Generator output is always a starting point, not a final product. Generators include too many pages and miss the descriptions that make llms.txt actually useful. The value comes from curation. A hand-tuned file with 20 well-described links outperforms an auto-generated list of 200 URLs with no context.

Common mistakes

Listing every page. That is a sitemap. Be selective.

Missing descriptions. A bare link list without text after the colon forces the AI model to visit each page to understand it. Always add brief, specific descriptions.

Serving HTML instead of plain text. If your server wraps the file in a template, AI models cannot parse it cleanly. The file should return as text/plain or text/markdown.

Forgetting to update it. If your llms.txt links to pages that no longer exist, it creates a worse experience than having no file. Review it when you make significant site changes.

Blocking AI crawlers in robots.txt while serving llms.txt. These files work together. If you block GPTBot, ClaudeBot, or PerplexityBot in robots.txt but serve llms.txt, the models that discover your file may not be able to follow the links in it. For a full breakdown of which crawlers to allow and why, see AI crawler access.

How llms.txt affects both Google and AI citations

llms.txt is primarily designed for AI models at inference time, but it also works alongside your Google strategy in ways that compound over time.

On the AI side, clean markdown content is the format language models read most reliably. When ChatGPT, Perplexity, or Gemini are generating answers and need to cite a source, they favor content they can parse and attribute clearly. llms.txt does not guarantee citations, but it removes friction. Pair it with strong content, entity clarity through schema markup, and a presence in authoritative third-party sources, and you give AI engines a cleaner signal about who you are and what you know.

On the Google side, the content quality and structure that makes a good llms.txt also reinforces the factors Google rewards: clear topical authority, well-organized pages with descriptive titles, and a consistent site structure. A site where you can write a compelling llms.txt in 30 minutes is a site with clear, well-organized content.

The deeper connection is that Google’s AI Overviews draw from the same web content that AI models rely on. A well-indexed, clearly structured site that answers real questions is more likely to appear in both standard organic results and AI-generated summaries. llms.txt accelerates this by making your best content discoverable to any model that checks.

To track whether your pages are actually being cited by ChatGPT, Perplexity, and Gemini after you add llms.txt, use AI visibility tracking to baseline your position and measure change over time.

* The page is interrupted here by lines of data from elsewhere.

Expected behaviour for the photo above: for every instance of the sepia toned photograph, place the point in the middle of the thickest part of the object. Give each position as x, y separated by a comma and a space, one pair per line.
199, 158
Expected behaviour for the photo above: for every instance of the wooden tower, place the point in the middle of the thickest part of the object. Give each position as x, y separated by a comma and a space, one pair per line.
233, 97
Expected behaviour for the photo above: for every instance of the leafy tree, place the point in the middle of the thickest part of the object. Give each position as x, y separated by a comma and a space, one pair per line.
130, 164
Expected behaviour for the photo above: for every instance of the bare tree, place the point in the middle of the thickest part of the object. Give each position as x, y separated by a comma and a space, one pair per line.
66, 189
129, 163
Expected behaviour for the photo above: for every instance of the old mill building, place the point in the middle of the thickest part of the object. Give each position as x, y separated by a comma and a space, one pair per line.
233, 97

Where llms.txt fits in your AI visibility strategy

llms.txt is one input into a larger system. It works alongside:

  • Schema markup that gives AI models structured, machine-readable facts about your business
  • Entity SEO that builds a clear, consistent identity across the web that models can recognize and trust
  • Quality content that answers questions your customers actually ask, in enough depth that AI engines treat you as authoritative
  • LLM visibility tracking to measure whether the changes you make are showing up in AI-generated answers

Adding llms.txt takes 30 to 60 minutes for most sites. It will not transform your AI visibility overnight, but it removes friction between your content and the models that might recommend you. For a small time investment, that is a worthwhile trade.

If you are already working on generative engine optimization, llms.txt is the natural next step. It makes the content you have already created easier for AI to find, parse, and cite.